Ces réserves exprimées à l'époque restent d'actualité ; elles ont sans doute également interpellé Flettner et l'ont incité à renoncer à l'utilisation des voiles profilées à bord des grands navires pour se tourner vers le cylindre rotatif. En effet, la question se pose de savoir si la fixation pivotante des voiles profilées sur le pont ne présentera pas un poids trop important, si elle doit résister à toutes les contraintes générées par le roulis du navire et par la pression du vent. Deuxièmement, il convient d’examiner le comportement des voiles profilées en cas de tempête. Il n’est pas question de démonter les panneaux. Rendre les voiles télescopiques reviendrait trop cher pour un navire marchand. Il ne reste donc plus qu’à désaccoupler les voiles, c’est-à-dire à desserrer le dispositif permettant de leur donner l’angle d’attaque nécessaire par rapport au vent. Les voiles peuvent alors se déplacer librement sur leur pivot et s’adapter à tout changement de direction du vent.
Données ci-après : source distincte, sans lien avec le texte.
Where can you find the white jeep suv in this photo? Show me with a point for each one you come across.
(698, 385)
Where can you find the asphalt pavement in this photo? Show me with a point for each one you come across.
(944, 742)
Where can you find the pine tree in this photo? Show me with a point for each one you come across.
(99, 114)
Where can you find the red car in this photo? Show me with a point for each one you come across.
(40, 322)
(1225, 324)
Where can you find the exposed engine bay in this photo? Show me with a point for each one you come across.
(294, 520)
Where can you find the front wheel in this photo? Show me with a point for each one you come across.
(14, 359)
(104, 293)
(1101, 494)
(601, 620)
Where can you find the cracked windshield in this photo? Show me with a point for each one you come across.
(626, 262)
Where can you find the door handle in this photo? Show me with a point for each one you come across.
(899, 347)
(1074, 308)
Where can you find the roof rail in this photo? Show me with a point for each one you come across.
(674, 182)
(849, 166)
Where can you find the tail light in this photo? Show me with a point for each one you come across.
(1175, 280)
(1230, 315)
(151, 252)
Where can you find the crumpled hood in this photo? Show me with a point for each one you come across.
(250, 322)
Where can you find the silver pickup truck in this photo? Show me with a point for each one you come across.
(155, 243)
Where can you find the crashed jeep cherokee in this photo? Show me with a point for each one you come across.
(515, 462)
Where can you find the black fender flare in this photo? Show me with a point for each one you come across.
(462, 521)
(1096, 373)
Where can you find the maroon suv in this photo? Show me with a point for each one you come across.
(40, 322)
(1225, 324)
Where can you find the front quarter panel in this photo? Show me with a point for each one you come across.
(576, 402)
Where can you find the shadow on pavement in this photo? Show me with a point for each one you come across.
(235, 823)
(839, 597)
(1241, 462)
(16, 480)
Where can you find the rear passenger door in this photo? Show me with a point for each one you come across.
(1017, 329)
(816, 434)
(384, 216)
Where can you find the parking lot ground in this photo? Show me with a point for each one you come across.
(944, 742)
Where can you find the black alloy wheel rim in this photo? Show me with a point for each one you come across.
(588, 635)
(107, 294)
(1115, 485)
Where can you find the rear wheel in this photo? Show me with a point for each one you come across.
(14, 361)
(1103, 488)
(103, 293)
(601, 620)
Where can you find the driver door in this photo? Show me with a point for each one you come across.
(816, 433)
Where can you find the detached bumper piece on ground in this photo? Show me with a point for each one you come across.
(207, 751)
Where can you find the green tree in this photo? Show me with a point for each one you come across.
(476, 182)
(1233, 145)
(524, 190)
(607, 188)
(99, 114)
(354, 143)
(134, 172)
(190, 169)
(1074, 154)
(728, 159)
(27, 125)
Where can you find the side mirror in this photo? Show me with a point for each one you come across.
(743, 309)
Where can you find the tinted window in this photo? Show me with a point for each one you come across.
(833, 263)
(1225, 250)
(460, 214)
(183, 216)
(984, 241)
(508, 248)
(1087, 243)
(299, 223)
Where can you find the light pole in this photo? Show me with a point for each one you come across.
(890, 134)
Grâce à leur section transversale aérodynamique, la résistance du profil, qui s’oriente spontanément dans la direction de la moindre résistance, est nettement inférieure à celle de l’ancien gréement arisé adapté au même navire — tout comme le gouvernail auxiliaire de Flettner dirigeait le gouvernail principal. Si, d’un point de vue théorique, les craintes concernant le comportement des voiles profilées en cas de tempête sont ainsi dissipées, leur mise en œuvre pratique se heurtera néanmoins à une forte résistance. Tout marin s’opposera à l’idée d’avoir à bord une voile rigide sur laquelle il n’a aucun contrôle par gros temps, qu’il devra au contraire laisser à elle-même pour ne pas mettre son navire en danger.
En 1922, Flettner a fait réaliser des essais avec des voiles profilées au Centre d'essais aérodynamiques de Göttingen. Ces essais auraient permis d'obtenir un gain de 50 à 60 % par rapport à la voile en toile. Afin d'augmenter le rendement du profil symétrique, Flettner a conçu l'extrémité arrière du profil de manière à ce qu'elle puisse pivoter, ce qui permettait de l'incliner selon un certain angle par rapport à la partie avant. Il a ainsi obtenu une aile asymétrique similaire aux ailes bombées des avions, dont la partie arrière réglable pouvait être orientée d’un côté ou de l’autre en fonction de la direction du vent. L’angle d’attaque par rapport au vent était obtenu grâce à une surface auxiliaire, placée derrière la voile proprement dite, qui commandait la surface principale de la voile.
Le chantier naval Germania de Kiel, qui collaborait avec Flettner dans le domaine des nouveaux systèmes de voilure, a installé à la fin de l'été 1922 sur l'un de ses bateaux de travail une voile profilée dépourvue d'extrémité arrière réglable, mais qui disposait de la surface auxiliaire mentionnée pour permettre l’orientation par rapport au vent. Cette surface auxiliaire est réglée à l’aide d’un volant de commande de manière à ce que la surface principale, libre de tout mouvement, forme l’angle souhaité par rapport à la direction du vent. À ma connaissance, cette voile profilée est restée la seule à avoir été construite en Allemagne. À bord du navire se trouve d’ailleurs l’ingénieur diplômé Corseck, bien connu des lecteurs du magazine « Yacht » pour ses articles sur l’aérodynamique, qui était à l’époque chargé de mener les essais au chantier naval Germania.